Verschiedene Typen und Größen im Test
Das
teure Premium-Modell blieb beim Schnelltest außen vor. Die Tester
prüften die Apple Watch und die Apple Watch Sport, jeweils mit einem
kleinen 38-Millimeter-Display und einem größeren
42-Millimeter-Display. Apple punktet als erster Anbieter mit kleineren
Uhren, die auch bei Frauen Interesse wecken sollen. Smartwatches anderer
Anbieter sind sehr wuchtig und wenig kleidsam.

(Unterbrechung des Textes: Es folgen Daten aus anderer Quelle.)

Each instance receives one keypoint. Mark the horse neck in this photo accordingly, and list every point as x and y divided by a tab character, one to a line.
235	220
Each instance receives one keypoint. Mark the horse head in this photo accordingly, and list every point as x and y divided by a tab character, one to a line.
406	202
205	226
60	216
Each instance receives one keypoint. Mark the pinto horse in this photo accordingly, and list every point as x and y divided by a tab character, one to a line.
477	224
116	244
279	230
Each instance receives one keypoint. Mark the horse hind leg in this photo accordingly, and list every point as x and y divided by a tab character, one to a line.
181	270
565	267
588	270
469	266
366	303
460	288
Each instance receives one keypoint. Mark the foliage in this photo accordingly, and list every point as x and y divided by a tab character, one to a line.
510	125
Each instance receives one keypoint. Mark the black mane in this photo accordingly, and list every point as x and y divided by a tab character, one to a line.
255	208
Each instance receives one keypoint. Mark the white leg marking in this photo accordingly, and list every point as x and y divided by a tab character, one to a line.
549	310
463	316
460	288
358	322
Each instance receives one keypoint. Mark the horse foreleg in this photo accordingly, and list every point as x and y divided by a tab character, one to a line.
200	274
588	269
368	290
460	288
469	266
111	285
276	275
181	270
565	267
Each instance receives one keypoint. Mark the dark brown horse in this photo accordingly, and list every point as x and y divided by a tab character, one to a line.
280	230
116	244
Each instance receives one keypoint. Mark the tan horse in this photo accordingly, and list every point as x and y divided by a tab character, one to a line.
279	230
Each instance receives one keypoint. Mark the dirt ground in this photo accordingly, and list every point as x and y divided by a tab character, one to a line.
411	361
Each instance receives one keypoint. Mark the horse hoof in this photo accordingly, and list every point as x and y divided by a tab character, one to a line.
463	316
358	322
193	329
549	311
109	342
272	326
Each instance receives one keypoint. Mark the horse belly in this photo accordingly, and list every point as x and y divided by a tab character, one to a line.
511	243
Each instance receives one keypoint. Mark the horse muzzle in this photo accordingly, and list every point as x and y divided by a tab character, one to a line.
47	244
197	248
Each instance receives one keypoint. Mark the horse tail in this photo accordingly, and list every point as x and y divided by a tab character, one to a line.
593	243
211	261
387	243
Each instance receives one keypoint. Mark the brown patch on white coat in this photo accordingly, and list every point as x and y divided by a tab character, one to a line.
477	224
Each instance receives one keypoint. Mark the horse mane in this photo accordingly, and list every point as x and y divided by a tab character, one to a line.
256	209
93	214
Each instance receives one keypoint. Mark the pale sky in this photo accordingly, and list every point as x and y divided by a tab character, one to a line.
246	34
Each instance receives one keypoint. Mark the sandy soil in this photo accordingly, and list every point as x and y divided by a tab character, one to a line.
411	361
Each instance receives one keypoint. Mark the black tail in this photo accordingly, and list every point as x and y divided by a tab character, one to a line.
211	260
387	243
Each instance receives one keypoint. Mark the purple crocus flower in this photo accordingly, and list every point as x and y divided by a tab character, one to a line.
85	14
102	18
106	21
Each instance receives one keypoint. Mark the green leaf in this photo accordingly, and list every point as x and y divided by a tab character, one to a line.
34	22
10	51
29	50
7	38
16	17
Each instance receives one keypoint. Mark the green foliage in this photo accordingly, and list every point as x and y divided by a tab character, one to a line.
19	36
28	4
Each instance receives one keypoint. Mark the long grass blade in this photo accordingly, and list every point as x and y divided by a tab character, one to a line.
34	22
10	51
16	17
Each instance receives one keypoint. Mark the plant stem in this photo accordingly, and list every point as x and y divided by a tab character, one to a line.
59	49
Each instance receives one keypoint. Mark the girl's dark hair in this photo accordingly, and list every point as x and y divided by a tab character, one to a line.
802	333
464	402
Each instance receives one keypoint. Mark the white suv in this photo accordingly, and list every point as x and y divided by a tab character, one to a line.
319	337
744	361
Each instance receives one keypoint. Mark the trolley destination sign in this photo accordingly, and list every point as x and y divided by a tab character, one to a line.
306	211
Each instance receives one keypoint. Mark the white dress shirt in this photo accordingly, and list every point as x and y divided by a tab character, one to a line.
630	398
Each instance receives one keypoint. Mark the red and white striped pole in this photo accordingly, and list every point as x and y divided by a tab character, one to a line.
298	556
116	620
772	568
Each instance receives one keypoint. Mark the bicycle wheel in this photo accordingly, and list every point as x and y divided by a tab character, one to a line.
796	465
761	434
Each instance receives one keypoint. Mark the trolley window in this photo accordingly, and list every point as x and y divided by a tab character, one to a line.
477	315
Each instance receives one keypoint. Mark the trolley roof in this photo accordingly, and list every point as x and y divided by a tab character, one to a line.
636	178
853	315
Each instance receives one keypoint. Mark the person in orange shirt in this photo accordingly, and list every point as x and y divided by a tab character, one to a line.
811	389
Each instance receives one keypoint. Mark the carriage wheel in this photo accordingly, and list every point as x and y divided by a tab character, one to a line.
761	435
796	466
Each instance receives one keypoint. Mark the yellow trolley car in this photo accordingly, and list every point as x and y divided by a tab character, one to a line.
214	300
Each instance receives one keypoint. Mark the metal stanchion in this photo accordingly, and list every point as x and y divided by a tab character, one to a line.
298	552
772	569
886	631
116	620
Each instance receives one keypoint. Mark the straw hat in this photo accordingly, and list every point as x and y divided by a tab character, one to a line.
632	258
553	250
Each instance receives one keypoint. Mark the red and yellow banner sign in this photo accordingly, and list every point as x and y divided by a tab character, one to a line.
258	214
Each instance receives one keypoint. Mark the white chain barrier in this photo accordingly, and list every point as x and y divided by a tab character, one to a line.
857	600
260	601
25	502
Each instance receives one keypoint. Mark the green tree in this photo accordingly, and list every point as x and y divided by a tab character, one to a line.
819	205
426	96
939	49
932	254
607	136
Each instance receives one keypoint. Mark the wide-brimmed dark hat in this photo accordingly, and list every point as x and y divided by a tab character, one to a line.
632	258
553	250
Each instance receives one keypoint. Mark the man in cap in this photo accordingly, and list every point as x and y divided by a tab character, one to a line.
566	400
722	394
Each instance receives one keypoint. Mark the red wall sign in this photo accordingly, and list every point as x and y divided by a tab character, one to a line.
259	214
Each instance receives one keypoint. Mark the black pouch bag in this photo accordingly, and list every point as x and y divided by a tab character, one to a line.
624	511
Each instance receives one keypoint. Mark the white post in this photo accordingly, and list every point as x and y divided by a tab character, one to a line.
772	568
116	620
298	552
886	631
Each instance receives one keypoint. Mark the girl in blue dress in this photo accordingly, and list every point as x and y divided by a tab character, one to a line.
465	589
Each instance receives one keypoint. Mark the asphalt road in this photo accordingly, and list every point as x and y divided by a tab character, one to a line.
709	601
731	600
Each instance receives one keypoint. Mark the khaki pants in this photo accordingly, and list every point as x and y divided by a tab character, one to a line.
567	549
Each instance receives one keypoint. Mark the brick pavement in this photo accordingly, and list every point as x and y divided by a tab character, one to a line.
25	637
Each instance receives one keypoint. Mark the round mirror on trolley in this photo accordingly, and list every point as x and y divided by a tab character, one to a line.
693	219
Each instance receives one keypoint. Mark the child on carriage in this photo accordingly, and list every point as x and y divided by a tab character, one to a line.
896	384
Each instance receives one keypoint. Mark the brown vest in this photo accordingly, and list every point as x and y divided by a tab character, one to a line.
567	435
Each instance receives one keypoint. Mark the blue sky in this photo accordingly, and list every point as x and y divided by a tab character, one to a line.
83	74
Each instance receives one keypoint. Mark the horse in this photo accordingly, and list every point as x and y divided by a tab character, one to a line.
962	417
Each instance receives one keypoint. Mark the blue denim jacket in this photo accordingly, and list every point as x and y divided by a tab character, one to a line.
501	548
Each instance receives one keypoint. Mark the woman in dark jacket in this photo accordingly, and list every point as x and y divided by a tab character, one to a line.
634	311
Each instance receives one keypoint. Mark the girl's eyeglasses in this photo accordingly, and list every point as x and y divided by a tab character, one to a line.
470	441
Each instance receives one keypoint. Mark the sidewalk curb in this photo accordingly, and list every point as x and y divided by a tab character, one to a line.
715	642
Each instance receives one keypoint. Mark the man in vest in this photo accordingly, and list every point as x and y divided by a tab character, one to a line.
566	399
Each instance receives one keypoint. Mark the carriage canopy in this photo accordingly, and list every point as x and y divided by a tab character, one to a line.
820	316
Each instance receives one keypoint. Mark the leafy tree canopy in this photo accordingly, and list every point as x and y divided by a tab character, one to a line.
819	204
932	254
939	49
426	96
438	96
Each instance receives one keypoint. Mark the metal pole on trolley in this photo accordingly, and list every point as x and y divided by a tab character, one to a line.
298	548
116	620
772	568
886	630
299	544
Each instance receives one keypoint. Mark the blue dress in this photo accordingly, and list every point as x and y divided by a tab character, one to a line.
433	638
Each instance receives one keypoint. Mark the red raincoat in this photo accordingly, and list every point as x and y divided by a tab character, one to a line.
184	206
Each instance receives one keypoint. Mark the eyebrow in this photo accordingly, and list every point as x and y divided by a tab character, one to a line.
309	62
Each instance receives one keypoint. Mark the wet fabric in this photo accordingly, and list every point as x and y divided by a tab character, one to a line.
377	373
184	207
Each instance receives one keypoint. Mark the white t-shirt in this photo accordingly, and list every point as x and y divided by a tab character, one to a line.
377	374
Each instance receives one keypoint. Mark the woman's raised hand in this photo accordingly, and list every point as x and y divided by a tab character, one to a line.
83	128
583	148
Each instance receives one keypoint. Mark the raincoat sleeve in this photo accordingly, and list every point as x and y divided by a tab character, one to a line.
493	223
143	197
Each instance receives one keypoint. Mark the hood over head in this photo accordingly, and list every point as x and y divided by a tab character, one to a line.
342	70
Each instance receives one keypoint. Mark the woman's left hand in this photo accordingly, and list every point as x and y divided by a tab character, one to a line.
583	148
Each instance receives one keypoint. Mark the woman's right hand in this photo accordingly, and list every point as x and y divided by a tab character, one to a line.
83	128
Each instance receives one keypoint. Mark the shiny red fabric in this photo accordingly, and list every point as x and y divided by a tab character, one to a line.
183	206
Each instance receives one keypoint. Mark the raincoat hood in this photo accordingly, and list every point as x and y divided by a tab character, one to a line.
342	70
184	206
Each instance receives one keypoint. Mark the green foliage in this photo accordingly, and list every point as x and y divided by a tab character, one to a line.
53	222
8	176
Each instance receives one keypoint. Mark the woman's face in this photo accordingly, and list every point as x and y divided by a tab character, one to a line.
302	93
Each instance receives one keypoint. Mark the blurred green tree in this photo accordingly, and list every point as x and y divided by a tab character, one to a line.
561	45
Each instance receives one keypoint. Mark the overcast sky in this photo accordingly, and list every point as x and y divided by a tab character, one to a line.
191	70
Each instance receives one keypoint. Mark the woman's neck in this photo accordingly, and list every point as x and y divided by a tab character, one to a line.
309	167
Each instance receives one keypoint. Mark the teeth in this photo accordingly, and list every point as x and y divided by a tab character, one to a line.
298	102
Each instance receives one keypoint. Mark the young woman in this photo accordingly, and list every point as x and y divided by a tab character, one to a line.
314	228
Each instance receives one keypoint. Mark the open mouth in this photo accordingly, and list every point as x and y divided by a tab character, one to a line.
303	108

Top oder Flop? Das Video zum Test
Dieses Apple-Gerät funktioniert nicht intuitiv
Das
Benutzen der Uhren dürfte für Apple-Fans gewöhnungsbedürftig sein. Sie
schätzen die intuitive und simple Handhabung der Apple-Geräte, doch
daraus wird bei der Apple Watch nichts. Bedienen müssen Nutzer die Uhr
mit einer drehbaren Krone, einer Taste und einem Touchscreen. Es ist
sogar entscheidend, wie stark sie den Monitor berühren. „Force Touch“
nennt sich der starke Druck auf das Display – eine neue Technologie, die
auch in andere Apple-Geräte eingebaut werden soll. Wer Force Touch
nicht kennt, scheitert gleich zu Beginn bei der Individualisierung
seines Ziffernblattes. Dabei können Nutzer aus mehreren hübschen und
zum Teil animierten Ansichten wählen: Vom flatternden Schmetterling über
Mickymaus bis hin zum klassischen Ziffernblatt wird einiges geboten.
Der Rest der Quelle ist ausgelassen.